Während für die gewerblichen Schiffe zumindest zukunftsweisende Projekte geplant sind, ist die Lage beim privaten Verkehr auf dem See noch unübersichtlich. So langsam wie die Helio gleiten sonst nur die Segler über den See – und selbst die verfügen meist über einen Dieselmotor für Flauten. Mehr als 60 000 Schiffe sind derzeit für den Bodensee in Deutschland, Österreich und
„Die Bodenseeregion könnte Vorreiter und Vorbild werden.“
der Schweiz zugelassen, die Zahl der elektrisch betriebenen darunter ist noch gering.
2020 waren beim Landratsamt Bodenseekreis 19 610 Vergnügungsfahrzeuge, also private Boote, zugelassen. Über einen Elektromotor verfügten davon lediglich 616. Eine geringen Zahl, doch kleine Trends sind schon erkennbar. Während die Zahl der reinen Motorboote im Vergleich zu 2018 um 6,1 Prozent abnahm, stieg die der E-Boote um zehn Prozent. Ralf Steck, Präsident des Segel-Motorboot-Clubs in Friedrichshafen, sieht trotzdem noch Schwierigkeiten für Elektroboote. „Ich glaube, bei den reinen Motorbootfahrern stoßen Vorschläge wie die von Minister Hermann häufig noch auf taube Ohren“, sagt er. Zu gering seien derzeit noch Reichweite und Leistungen, zudem reiche die Infrastruktur noch nicht aus. „Die Stege und Häfen am See sind für solche Zwecke nicht gut genug verkabelt. Wenn an einem Steg 50 bis 80 Boote abends zum Laden hängen, fliegen dort alle Sicherungen raus.“
Er selbst finde Hermanns Ansinnen „grundsätzlich nicht falsch“, doch man müsse sich fragen, ob die Wassersportler tatsächlich Priorität hätten, was klimaneutrale Antriebe betreffe. „Die Leute fahren mit ihren Booten am Sonntag vielleicht mal zwei oder drei Stunden auf den See und das auch nur während der Saison. Ich selbst bin Segler, fahre aber relativ viel mit Motor.
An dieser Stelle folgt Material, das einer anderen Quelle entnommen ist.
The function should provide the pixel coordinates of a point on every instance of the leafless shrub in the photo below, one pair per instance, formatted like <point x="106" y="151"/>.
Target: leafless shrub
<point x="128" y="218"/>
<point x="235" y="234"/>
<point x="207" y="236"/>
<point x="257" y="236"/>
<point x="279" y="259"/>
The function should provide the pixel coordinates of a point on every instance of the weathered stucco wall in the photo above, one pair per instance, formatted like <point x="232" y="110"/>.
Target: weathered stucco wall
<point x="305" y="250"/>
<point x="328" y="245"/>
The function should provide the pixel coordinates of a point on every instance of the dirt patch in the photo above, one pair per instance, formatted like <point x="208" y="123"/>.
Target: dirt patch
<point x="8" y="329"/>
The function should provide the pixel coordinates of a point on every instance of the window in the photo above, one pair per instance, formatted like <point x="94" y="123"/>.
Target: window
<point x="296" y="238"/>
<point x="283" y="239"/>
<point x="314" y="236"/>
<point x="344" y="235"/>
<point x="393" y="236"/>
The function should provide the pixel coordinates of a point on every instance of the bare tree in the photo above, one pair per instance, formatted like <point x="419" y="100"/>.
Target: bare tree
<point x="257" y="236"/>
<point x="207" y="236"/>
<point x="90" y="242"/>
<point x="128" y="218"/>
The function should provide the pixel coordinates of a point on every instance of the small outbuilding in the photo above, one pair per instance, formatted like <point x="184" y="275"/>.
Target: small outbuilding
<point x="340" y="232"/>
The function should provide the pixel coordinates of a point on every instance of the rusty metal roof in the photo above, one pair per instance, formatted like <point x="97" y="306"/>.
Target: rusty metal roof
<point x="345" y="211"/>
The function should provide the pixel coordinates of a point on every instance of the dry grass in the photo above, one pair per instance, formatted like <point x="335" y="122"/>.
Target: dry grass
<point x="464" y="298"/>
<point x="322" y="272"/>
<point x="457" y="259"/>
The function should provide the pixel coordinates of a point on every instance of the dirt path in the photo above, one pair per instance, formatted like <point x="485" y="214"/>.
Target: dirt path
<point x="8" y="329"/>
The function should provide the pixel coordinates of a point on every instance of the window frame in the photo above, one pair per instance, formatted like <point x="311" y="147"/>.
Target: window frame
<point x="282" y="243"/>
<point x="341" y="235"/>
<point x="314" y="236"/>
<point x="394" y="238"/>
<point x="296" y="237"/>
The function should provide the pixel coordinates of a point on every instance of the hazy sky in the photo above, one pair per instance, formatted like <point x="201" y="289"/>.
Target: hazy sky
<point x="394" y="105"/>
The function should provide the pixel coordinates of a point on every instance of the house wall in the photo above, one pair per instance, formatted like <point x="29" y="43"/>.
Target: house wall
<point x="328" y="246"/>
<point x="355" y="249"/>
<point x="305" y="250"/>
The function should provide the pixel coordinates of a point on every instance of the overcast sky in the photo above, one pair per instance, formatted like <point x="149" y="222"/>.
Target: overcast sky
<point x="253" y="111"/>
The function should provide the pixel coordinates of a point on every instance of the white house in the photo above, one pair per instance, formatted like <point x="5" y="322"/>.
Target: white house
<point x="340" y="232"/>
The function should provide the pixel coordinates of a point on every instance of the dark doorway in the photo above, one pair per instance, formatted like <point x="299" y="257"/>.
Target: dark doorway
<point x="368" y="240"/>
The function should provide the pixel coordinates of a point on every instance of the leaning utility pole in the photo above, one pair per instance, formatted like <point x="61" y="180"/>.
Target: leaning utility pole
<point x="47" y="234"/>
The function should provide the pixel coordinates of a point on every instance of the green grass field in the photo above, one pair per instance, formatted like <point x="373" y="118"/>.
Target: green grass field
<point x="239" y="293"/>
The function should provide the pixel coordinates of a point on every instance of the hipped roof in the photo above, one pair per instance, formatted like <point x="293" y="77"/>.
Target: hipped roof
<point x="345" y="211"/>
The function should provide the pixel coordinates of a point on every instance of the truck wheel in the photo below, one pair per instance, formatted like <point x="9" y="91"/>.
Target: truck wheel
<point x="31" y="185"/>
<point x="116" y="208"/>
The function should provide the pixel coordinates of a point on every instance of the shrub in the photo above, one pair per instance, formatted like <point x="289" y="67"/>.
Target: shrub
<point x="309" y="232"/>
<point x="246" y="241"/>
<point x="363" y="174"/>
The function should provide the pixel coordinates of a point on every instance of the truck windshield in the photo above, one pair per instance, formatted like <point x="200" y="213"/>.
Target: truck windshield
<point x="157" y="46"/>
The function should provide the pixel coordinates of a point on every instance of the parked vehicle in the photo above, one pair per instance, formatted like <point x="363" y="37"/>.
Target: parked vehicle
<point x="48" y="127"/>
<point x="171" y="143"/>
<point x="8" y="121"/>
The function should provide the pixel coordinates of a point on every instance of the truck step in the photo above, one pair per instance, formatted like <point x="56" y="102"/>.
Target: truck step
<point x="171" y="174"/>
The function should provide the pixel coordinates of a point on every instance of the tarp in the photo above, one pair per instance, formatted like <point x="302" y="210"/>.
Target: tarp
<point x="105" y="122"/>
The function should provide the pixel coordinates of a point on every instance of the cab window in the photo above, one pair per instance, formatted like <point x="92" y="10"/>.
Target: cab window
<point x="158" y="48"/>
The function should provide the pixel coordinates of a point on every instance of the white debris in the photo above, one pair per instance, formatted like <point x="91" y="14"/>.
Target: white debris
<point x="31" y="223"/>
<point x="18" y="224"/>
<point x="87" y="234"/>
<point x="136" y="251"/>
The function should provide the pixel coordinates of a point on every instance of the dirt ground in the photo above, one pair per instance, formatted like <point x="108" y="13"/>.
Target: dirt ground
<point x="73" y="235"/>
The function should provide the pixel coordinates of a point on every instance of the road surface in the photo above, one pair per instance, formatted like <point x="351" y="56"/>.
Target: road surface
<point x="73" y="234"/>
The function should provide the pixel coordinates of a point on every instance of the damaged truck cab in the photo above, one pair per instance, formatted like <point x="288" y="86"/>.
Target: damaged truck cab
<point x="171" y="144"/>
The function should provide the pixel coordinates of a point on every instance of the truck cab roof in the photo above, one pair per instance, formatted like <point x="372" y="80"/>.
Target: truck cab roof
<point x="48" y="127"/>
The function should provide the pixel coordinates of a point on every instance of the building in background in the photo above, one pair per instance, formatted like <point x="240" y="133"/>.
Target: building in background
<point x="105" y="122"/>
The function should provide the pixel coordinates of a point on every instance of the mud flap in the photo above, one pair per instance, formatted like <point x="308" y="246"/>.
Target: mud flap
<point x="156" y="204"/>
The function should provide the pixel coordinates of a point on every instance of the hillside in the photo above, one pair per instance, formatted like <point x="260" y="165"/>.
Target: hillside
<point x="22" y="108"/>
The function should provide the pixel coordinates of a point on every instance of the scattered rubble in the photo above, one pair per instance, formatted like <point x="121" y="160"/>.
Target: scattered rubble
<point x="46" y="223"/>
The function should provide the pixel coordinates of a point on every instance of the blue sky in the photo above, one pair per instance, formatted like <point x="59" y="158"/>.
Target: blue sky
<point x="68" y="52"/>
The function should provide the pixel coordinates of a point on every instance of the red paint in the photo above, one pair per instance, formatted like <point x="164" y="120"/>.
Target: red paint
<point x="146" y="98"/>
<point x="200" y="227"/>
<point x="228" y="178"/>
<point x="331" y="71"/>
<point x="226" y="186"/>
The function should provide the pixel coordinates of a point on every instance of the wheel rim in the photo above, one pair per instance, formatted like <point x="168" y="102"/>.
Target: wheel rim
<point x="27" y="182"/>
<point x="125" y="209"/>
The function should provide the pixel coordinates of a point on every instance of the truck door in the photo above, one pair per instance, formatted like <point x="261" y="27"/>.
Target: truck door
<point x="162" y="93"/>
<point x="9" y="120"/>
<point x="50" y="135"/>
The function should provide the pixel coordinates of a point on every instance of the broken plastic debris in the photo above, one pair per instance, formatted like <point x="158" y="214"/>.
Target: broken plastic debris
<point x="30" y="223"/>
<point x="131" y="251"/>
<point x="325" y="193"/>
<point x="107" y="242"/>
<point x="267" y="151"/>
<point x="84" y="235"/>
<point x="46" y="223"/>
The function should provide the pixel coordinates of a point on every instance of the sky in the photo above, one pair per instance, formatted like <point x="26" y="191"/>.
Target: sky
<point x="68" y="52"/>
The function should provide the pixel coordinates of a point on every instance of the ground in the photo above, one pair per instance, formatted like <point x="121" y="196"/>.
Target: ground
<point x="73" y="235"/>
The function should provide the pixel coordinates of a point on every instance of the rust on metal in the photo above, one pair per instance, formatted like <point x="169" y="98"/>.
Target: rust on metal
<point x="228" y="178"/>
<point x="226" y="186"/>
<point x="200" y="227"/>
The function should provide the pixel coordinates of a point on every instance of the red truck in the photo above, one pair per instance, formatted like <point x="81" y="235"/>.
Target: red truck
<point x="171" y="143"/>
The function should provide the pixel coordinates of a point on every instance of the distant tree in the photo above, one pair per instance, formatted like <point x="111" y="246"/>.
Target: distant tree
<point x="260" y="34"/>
Trotzdem komme ich im Jahr vielleicht auf 20 bis 25 Liter.“Bei aller Skepsis sagt aber auch Steck, dass klimaneutraler Verkehr bis 2035 vorstellbar sei. „Es kommt eben auf den Willen und auf die Technik an.“
Die Sonne, die die Akkus der Helio während der gesamten Fahrt gespeist hat, ist mittlerweile untergegangen, die kleine Fähre nähert sich dem Landungssteg. Fest vertäut liegt dort ein Motorboot. „V8, 200 Pferdestärken“, sagt Helio-Schiffsführer Rudi Heinemann. Es ist sein Sportboot, auf das er keinesfalls verzichten will. „Fürs Wasserskifahren reicht ein E-Motor einfach noch nicht aus“, sagt er. Wenn das allerdings einmal möglich sei, „wechsle ich sofort“.